Facebook Says It Won't Change Its Policies On Allowing Lies In Political Ads

Facebook Says It Won't Change Its Policies On Allowing Lies In Political Ads

"Ultimately, we don’t think decisions about political ads should be made by private companies," a Facebook executive said.
Facebook will not make any changes to its policies around political advertising, including ones that allow politicians to lie in ads and micro-target specific audiences, the company announced on Thursday.

Facebook’s announcement follows intense pressure from lawmakers in the last few months over the company’s decisions to allow politicians to lie in Facebook ads.

Other large internet companies have changed their policies. In October 2019, Twitter banned all political advertising from its platform, and Google restricted micro-targeting of political ads on certain products.

“Ultimately, we don’t think decisions about political ads should be made by private companies, which is why we are arguing for regulation that would apply across the industry,” wrote Rob Leathern, Facebook’s director of product management, in a blog post announcing the company’s decision. “In the absence of regulation, Facebook and other companies are left to design their own policies. We have based ours on the principle that people should be able to hear from those who wish to lead them, warts and all, and that what they say should be scrutinized and debated in public."

The social media giant will instead add transparency features to its "ad library" - a public archive that the company set up in 2018, which allows anyone to see all the ads political campaigns run on Facebook and Instagram.

Some of the features that Facebook will add to its ad library over the next few months include letting people see the estimated target audience size for each political, electoral, or social issue advertisement, and the ability to search for those containing specific phrases.

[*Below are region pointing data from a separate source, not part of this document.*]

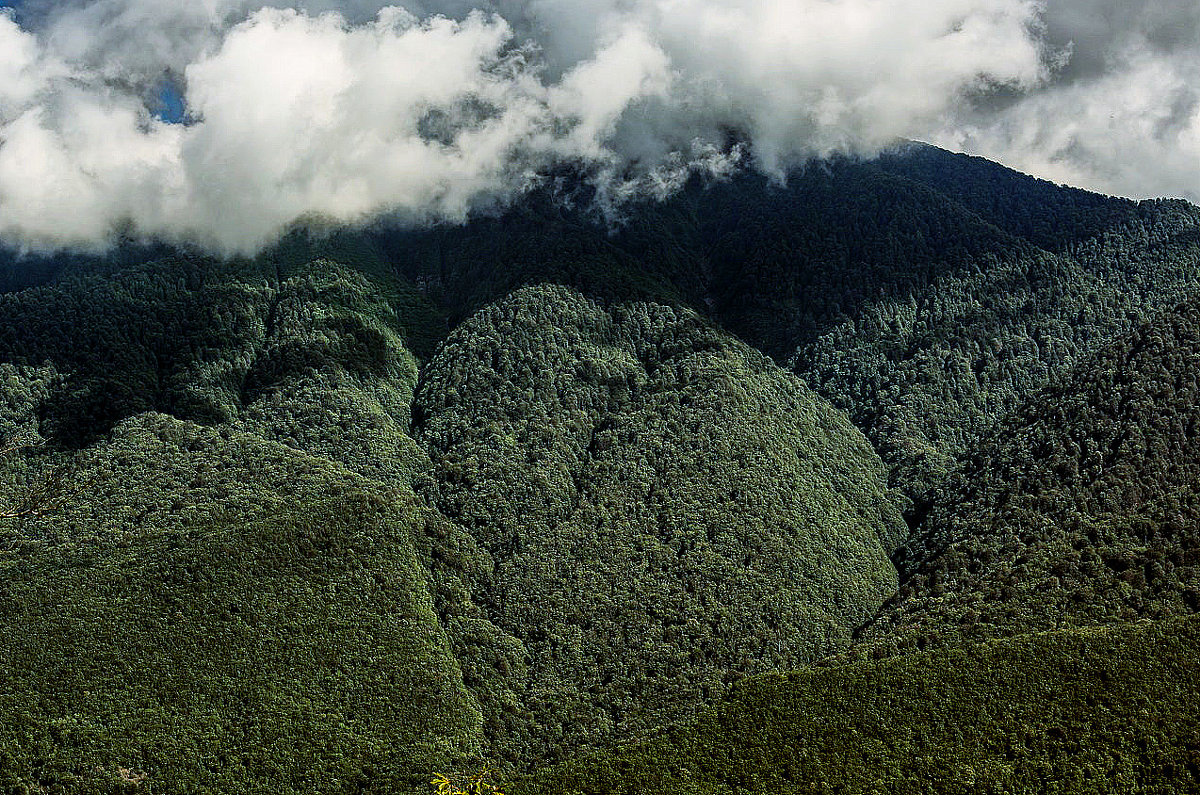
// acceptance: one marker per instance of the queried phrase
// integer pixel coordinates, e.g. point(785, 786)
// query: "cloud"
point(339, 112)
point(1122, 115)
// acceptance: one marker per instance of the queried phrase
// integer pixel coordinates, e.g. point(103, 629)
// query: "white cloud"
point(342, 111)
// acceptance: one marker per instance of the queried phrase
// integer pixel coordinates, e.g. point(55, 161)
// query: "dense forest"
point(881, 478)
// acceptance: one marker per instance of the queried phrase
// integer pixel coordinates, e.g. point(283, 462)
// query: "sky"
point(222, 123)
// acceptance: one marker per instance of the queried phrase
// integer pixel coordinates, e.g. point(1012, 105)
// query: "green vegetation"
point(1081, 507)
point(719, 518)
point(1105, 711)
point(377, 506)
point(222, 614)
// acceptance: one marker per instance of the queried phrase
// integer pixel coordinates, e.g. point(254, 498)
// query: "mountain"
point(571, 497)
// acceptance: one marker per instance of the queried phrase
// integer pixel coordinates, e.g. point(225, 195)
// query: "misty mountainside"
point(378, 504)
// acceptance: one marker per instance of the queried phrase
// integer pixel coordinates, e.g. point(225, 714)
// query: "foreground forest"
point(883, 479)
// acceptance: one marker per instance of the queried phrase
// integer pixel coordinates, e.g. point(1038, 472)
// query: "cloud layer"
point(340, 112)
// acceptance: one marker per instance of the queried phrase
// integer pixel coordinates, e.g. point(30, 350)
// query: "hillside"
point(813, 460)
point(1081, 507)
point(1055, 712)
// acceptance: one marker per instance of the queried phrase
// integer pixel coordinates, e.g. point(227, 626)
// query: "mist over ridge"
point(341, 112)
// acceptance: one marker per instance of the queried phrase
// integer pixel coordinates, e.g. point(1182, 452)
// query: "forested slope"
point(1109, 712)
point(1081, 507)
point(719, 519)
point(379, 503)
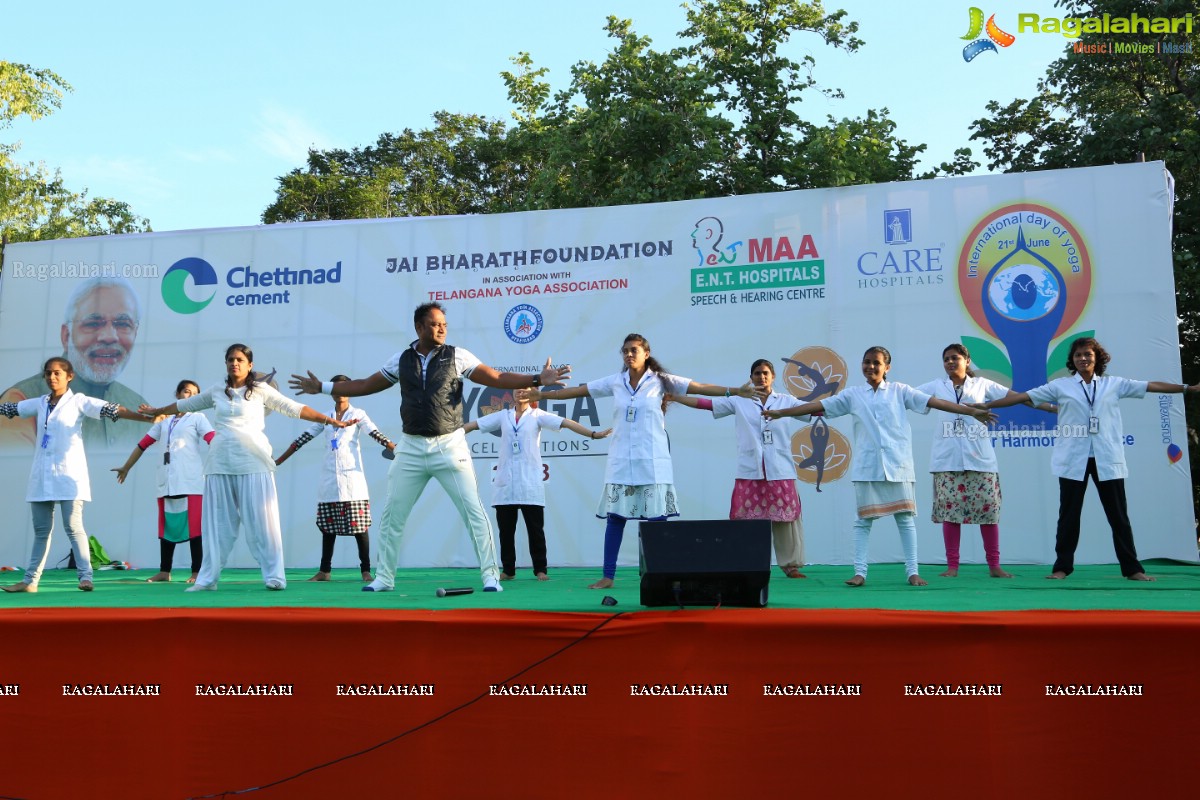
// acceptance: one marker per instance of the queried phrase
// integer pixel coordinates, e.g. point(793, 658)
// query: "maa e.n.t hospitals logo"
point(821, 452)
point(184, 272)
point(523, 324)
point(987, 43)
point(731, 270)
point(1025, 276)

It will also allow people to see fewer political ads on Facebook and Instagram, something the company claims is a common request it hears from users.

Facebook has faced global scrutiny over political advertising on its platform.

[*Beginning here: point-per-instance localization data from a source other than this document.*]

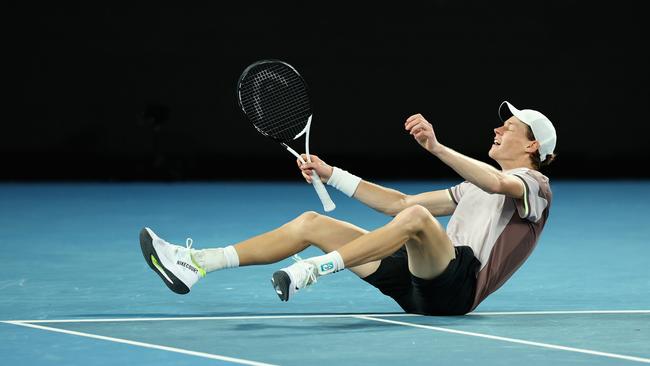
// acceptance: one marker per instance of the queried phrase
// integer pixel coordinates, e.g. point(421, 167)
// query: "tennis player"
point(497, 217)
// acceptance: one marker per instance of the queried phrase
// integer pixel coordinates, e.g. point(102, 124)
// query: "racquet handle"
point(328, 204)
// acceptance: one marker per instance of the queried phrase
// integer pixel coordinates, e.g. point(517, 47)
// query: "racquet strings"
point(274, 97)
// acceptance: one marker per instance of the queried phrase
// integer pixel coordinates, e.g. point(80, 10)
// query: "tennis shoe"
point(297, 276)
point(173, 263)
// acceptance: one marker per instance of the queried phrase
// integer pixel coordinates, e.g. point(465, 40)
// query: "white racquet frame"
point(328, 204)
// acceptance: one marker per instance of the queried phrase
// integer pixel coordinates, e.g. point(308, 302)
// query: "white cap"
point(542, 127)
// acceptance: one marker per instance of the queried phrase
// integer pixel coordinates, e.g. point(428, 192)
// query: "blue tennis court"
point(76, 291)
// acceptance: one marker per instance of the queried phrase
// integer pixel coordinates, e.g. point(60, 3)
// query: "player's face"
point(510, 140)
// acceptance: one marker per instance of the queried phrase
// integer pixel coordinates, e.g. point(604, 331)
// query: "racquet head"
point(274, 97)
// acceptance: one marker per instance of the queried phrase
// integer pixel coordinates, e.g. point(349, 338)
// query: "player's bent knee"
point(303, 222)
point(415, 219)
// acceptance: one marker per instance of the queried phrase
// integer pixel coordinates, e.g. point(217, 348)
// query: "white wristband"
point(344, 181)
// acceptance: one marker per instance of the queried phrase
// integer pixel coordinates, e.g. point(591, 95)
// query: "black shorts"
point(451, 293)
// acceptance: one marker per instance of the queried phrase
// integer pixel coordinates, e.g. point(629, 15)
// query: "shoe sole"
point(146, 244)
point(281, 283)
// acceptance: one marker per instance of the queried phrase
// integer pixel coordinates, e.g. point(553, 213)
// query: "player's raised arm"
point(385, 200)
point(480, 174)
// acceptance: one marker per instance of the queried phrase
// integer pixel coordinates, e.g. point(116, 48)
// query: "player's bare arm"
point(385, 200)
point(481, 174)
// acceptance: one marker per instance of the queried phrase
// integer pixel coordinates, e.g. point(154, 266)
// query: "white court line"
point(316, 316)
point(511, 340)
point(145, 345)
point(244, 317)
point(561, 312)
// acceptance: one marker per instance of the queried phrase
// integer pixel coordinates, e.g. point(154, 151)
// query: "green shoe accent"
point(155, 263)
point(201, 270)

In an internal memo obtained by the New York Times earlier this week, longtime Facebook executive Andrew “Boz” Bosworth credited Facebook with Donald Trump’s success in the 2016 election and said that Trump won because “he ran the single best digital ad campaign I’ve ever seen from any advertiser.”

In the blog post announcing the decision, the company said it is "not deaf" to criticism and will work with policymakers "in our ongoing efforts to help protect elections."